The ClientCnx class manages the client socket connection with a server. It maintains a list of ZooKeeper servers it can connect to and transparently switches to a different server when a disconnection takes place. Upon reconnecting a session to a different server, the client also resets pending watches (see ClientCnxn.SendThread.primeConnection()). This reset is enabled by default, but can be disabled by setting disableAutoWatchReset.
Serialization
For the serialization of messages and transactions to send over the network and to store on disk, ZooKeeper uses Jute, which grew out of Hadoop. Now the two code bases have evolved separately. Check the org.apache.jute package in the ZooKeeper code base for the Jute compiler code. (For a long time the ZooKeeper developer team has been discussing options for replacing Jute, but we haven’t found a suitable replacement so far. It has served us well, though, and it hasn’t been critical to replace it.)
The main definition file for Jute is zookeeper.jute. It contains all definitions of messages and file records. Here is an example of a Jute definition we have in this file:
module org.apache.zookeeper.txn {
...
class CreateTxn {
ustring path;
buffer data;
vector<org.apache.zookeeper.data.ACL> acl;
boolean ephemeral;
int parentCVersion;
}
...
}
This example defines a module containing the definition of a create transaction. The module maps to a ZooKeeper package.
Takeaway Messages
This chapter has discussed core ZooKeeper mechanisms. Leader election is critical for availability. Without it, a ZooKeeper ensemble cannot stay up reliably. Having a leader is necessary but not sufficient. ZooKeeper also needs the Zab protocol to propagate state updates, which guarantees a consistent state despite possible crashes of the ZooKeeper servers.

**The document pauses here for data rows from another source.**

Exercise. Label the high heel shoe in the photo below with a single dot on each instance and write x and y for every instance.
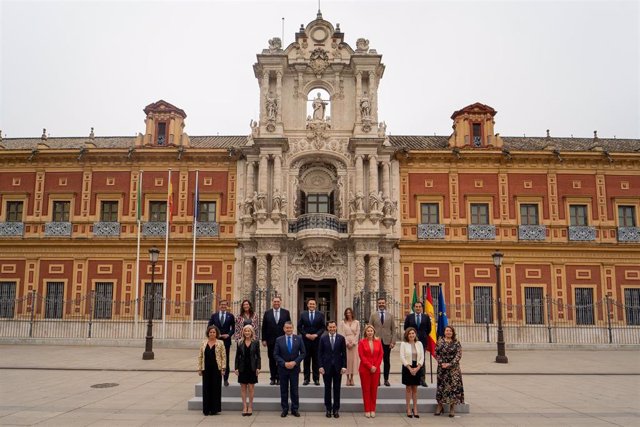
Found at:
(439, 410)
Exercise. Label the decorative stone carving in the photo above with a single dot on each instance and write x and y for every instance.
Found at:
(275, 45)
(319, 61)
(362, 45)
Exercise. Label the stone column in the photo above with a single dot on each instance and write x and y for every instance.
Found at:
(276, 276)
(247, 284)
(374, 273)
(359, 273)
(385, 179)
(261, 272)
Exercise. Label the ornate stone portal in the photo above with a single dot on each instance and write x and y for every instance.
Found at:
(341, 179)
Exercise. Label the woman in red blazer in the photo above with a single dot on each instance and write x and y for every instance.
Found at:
(370, 352)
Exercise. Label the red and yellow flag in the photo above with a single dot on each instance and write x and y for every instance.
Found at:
(428, 308)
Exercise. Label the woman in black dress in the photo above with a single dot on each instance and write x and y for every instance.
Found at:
(450, 389)
(211, 364)
(247, 367)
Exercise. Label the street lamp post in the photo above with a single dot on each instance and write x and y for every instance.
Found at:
(148, 346)
(497, 262)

We have reviewed the types of servers: standalone, leader, follower, and observer. They differ in important ways with respect to the mechanisms they implement and the protocols they execute. Their use also has implications for a given deployment. For example, adding observers enables higher read throughput without affecting write throughput. Adding observers, however, does not increase the overall availability of the system.
Internally, ZooKeeper servers implement a number of mechanisms and data structures. Here we have focused on the implementation of sessions and watchers, important concepts to understand when implementing ZooKeeper applications.
Although we have provided pointers to the code in this chapter, the goal was not to provide an exhaustive view of the source code. We strongly encourage the reader to fetch a copy of the code and go over it, using the pointers here as starting points.